Basic clothing for a two-week trip should include one or two pairs of long pants. Denim is not a good idea because while it is versatile, it is heavy, and is uncomfortable to wear for days on end. Instead, choose a pair of pants that are “technical” in nature – these can easily be found in outdoor sports stores.

Choose a darker color. A great pair to invest in is convertible pants, where you can get two or three pants in one: long pants, capris, and shorts.

Tops are the most important as they control your body temperature as well as your appearance. One pair of long sleeves, one or two pairs of short sleeves, and a tank top will suffice. Again, choose neutral, darker colors. Wool is a great material for shirts because it can be worn multiple times without odor, and keeps you comfortable in a variety of temperatures.

If you are going to be traveling in colder climes, you will, or course, need more layers: a fleece jacket, ideally with windproof capabilities. A vest is also a great clothing item as it keeps your core warm.

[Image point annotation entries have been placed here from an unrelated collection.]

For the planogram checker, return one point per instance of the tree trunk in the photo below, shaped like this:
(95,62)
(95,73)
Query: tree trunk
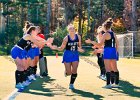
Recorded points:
(80,17)
(48,17)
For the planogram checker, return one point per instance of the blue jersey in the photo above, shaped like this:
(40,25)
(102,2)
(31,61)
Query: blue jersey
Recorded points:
(110,42)
(72,45)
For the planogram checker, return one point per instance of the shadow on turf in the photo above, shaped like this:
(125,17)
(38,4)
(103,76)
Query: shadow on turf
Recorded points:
(128,89)
(38,87)
(87,94)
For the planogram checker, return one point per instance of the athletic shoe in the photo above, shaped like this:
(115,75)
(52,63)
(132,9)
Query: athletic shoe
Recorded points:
(71,86)
(33,77)
(25,83)
(115,86)
(108,86)
(29,78)
(20,90)
(44,74)
(65,74)
(19,85)
(103,77)
(37,75)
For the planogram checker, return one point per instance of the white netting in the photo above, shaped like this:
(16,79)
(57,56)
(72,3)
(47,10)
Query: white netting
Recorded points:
(125,45)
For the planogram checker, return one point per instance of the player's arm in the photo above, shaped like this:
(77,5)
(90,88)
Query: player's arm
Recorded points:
(117,42)
(63,45)
(95,43)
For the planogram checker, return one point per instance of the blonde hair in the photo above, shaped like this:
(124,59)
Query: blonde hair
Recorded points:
(99,29)
(69,26)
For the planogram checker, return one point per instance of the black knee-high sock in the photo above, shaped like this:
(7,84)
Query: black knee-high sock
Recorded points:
(25,75)
(107,78)
(73,77)
(116,77)
(112,77)
(31,70)
(35,69)
(18,76)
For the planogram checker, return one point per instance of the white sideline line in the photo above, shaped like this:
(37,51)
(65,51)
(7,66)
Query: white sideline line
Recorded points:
(12,95)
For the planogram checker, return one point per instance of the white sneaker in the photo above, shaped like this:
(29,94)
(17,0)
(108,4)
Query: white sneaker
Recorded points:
(24,84)
(103,77)
(30,78)
(115,86)
(71,86)
(108,86)
(19,86)
(33,77)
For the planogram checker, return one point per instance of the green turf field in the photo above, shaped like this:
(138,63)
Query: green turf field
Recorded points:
(88,85)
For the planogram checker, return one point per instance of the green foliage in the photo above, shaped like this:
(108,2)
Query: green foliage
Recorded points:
(59,36)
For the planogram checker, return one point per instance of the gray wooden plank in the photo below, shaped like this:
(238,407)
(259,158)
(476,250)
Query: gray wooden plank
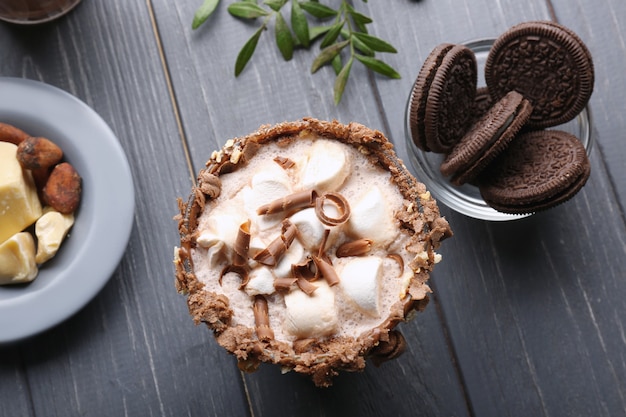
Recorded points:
(14,384)
(603,30)
(131,350)
(216,106)
(535,309)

Underwear, while seemingly small, can add up to a big bundle of cloth. The shocking truth is you only need two pairs of underwear: you rotate between the two, washing whatever pair you aren’t wearing in the evening (often by hand in a sink). Socks, if made of wool, can be pared down to only two pairs, with the same idea as underwear in mind. Women might want to pack two pairs of bras, as well. Sports bras are the most comfortable for long term use but one pair can be the “normal” kind.

Hygiene/Medicines

Hygiene items should come in travel sizes – 3-5 ounces should suffice for two weeks if used sparingly. Instead of packing soap/body wash as well as shampoo – pack shampoo. The two are basically one and the same. Dry shampoos (in bar form) are excellent, as they are lighter than liquid forms.

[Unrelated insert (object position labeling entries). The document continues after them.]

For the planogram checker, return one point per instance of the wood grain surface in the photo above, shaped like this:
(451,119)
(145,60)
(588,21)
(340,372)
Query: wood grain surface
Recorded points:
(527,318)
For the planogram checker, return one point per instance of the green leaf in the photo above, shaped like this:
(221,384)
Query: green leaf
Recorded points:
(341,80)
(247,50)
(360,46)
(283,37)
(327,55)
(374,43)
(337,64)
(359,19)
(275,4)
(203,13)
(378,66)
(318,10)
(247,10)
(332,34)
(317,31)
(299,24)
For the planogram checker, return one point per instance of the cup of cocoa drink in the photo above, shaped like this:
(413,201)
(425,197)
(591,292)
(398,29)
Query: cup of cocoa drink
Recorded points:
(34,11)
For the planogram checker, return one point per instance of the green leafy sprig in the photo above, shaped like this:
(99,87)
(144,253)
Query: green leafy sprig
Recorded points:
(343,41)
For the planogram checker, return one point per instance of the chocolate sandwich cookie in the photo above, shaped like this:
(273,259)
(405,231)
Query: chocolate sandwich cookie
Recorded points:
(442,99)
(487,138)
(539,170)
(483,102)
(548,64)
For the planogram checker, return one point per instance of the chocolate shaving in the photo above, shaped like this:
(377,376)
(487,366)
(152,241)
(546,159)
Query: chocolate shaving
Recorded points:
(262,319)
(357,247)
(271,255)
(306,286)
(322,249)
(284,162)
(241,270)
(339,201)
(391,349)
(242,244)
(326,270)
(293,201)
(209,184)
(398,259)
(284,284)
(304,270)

Lotion can be used as hair conditioner as well as shaving cream. Toothpaste and floss are necessary, and the floss can be used as string to hang laundry. Any prescription medications should be packed, with a few days extra worth. Over-the-counter medications like motion sickness, stomach upset, and pain relievers are all extremely useful to have while travelling.

Footwear

Try to bring two pairs of shoes – one comfortable and light pair of hiking boots or running shoes that are your primary, every day shoes. You will be walking in them a lot so they absolutely must be of the highest quality and comfort you can afford. The other pair should be sandals or sturdy flip flops, which can get wet and also can be worn while showering in public bathrooms (for hygienic reasons).

Vitals

Most backpackers choose locations abroad. This, of course, means that you will need a passport. If you do not have one already, get one as soon as possible – the average turnaround period after applying for one can be up to as long as four to six weeks. Requests are taken for expedited orders, and these can be completed in two to three weeks. Another vital item to take care of is finances.

You must have a reliable source of money, the best form of which is credit and/or debit cards. A good idea is also to have cash on hand, the amount of which depends on how much you are comfortable carrying. Aside from the passport, have another form of identification in the rare, unfortunate case that your passport is lost or stolen.

Extras

Anything other than the above-mentioned bare essentials are extras. Electronics such as laptop, camera, e-readers should all be carefully considered: are they necessary? Do you have room for them? Can you afford the extra weight?

A camera, while necessary for most to preserve memories, is a burden for the ultimate ultra-lightweight minimalist backpacker. Books and other reading material can be purchased abroad. A nice extra to have is a packable day pack with which you can explore nearby areas out of your “base”, while storing your main pack in a safe place.